2020 marked an interesting year for AGMs, brought about by government restrictions on large gatherings, concerns about public health and safety, and restrictions on travel. This culminated in the holding of multiple wholly virtual AGMs (a 'first' for many) and enlivened strong debate on the future of AGMs in Australia.
Meeting format – virtual and hybrid AGMS
The ability for Australian companies to convene wholly virtual meetings was made possible by temporary measures introduced by the Commonwealth Treasurer in response to the COVID-19 pandemic. These modified the operation of certain provisions of the Corporations Act 2001 (Cth) to temporarily remove any legal uncertainty concerning the validity of wholly-virtual meetings in Australia. They are currently due to expire in March 2021.
Many Australian businesses and business groups have supported calls for these temporary reforms to be made permanent, citing the need to embrace technology as well as the cost benefits for businesses.

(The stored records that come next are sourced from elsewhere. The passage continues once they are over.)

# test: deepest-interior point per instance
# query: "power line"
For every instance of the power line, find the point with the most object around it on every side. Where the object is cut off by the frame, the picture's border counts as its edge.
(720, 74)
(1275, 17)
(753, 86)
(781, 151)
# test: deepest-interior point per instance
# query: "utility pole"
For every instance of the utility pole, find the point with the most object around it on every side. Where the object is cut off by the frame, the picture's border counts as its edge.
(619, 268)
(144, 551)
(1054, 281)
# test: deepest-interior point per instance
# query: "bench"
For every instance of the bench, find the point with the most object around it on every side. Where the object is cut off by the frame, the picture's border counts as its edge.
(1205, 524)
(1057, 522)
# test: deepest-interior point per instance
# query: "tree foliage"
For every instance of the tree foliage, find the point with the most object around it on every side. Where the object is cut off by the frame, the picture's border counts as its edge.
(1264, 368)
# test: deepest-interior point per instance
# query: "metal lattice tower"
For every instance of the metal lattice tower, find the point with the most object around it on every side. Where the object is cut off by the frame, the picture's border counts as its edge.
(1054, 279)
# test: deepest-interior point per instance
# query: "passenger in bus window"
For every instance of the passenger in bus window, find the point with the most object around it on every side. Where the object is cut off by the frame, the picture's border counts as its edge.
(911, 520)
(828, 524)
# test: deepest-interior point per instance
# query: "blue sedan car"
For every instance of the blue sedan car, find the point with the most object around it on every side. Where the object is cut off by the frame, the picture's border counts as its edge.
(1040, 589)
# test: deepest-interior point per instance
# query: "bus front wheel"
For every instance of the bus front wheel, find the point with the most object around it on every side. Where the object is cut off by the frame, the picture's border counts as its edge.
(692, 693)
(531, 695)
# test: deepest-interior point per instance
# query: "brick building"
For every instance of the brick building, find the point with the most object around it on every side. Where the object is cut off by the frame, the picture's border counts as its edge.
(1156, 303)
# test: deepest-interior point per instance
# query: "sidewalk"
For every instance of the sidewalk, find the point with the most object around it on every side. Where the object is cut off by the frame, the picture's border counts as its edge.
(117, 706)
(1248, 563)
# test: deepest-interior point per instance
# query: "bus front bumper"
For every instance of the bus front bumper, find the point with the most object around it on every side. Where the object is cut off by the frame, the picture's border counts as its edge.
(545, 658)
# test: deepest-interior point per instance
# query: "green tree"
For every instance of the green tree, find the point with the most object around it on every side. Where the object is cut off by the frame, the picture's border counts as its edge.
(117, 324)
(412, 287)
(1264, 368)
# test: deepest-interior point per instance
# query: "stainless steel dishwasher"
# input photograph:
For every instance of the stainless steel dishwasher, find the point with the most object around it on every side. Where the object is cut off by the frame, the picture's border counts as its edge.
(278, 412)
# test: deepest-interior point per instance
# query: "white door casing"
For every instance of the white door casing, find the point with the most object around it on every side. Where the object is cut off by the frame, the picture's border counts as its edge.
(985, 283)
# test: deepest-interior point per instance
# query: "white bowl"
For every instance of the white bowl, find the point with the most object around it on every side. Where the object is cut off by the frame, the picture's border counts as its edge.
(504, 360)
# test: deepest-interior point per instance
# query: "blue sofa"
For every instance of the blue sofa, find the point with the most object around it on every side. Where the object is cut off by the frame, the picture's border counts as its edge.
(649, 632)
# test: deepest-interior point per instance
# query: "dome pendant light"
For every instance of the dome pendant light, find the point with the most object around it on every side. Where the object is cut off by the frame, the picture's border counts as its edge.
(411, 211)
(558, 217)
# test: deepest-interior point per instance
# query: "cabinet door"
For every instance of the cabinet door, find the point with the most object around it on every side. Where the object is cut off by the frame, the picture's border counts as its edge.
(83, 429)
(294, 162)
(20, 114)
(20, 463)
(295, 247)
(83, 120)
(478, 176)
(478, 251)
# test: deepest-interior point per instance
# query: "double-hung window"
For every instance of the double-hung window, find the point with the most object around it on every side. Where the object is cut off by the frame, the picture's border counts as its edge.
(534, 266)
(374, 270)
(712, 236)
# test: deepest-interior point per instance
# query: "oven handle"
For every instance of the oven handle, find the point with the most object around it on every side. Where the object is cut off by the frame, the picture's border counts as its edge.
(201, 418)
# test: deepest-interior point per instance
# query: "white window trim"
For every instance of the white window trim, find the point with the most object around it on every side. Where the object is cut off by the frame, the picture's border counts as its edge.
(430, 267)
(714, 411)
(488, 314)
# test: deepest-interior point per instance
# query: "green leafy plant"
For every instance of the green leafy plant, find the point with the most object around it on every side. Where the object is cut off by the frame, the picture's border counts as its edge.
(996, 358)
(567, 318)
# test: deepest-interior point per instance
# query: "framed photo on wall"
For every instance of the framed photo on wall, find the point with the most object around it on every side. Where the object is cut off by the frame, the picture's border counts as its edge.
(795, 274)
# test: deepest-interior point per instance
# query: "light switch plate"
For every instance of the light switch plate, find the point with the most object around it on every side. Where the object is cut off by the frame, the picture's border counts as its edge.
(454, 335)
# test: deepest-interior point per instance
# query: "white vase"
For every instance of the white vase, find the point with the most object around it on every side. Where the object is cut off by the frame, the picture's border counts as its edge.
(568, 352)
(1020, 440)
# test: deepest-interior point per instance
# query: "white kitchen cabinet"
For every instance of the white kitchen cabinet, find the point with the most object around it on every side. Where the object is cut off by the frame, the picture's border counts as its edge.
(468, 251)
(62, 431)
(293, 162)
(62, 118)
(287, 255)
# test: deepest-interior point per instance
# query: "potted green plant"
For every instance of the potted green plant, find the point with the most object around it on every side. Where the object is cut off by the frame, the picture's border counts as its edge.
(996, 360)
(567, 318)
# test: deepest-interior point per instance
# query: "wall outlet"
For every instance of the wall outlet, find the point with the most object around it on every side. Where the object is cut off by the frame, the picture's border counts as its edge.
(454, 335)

A number of investor groups and proxy advisers have countered this proposal, raising concerns that virtual meetings generally do not afford shareholders the same opportunity to participate as attending a physical meeting or hold directors to account, and that hybrid meetings would be a better solution.
Remuneration
In 2020, the number of strikes has remained steady across the ASX 100. However, executive remuneration may rise up the list of shareholder concerns in 2021 as companies face scrutiny over how well their business (and their workforce) weathered the pandemic.
Shareholders continue to use director reappointment resolutions to voice concerns over a range of issues (including executive remuneration). 2019 saw a marked increase in the number of directors who received a ‘protest vote’ (more than 10% of votes against his or her election) as compared with previous years. In 2020, the number of directors who received a 'protest vote' remained stable at 27 (unchanged from 2019).
Environmental, Social and Governance
Meeting heightened expectations around climate risk governance and disclosure is likely to remain a significant challenge for many companies. Stakeholder focus on the issue appears to have increased, despite the pandemic.
In 2020, despite the COVID-19 pandemic, the number of companies targeted continued to increase. Twelve ASX 100 companies (eight in the resources sector and four in the financial services sector) faced shareholder ESG resolutions, the vast majority of which were climate related. Having said this, the number of shareholder resolutions that proceed to a vote at meetings, though increasing, remains relatively modest.
Over the past five AGM seasons, the level of investor focus on ESG has intensified. In 2020 despite the pandemic, the focus on climate risk (climate risk assessment, management, transition planning and disclosure) in particular, only continued to accelerate. Looking forward to 2021 and beyond, the issue will continue to be a key challenge for every board.
Gender diversity on boards
In 2020, most female board nominees were incumbents seeking re-election. Raising the female director replacement rate (putting forward female replacements for retiring female directors) is an opportunity for companies to maintain board gender diversity.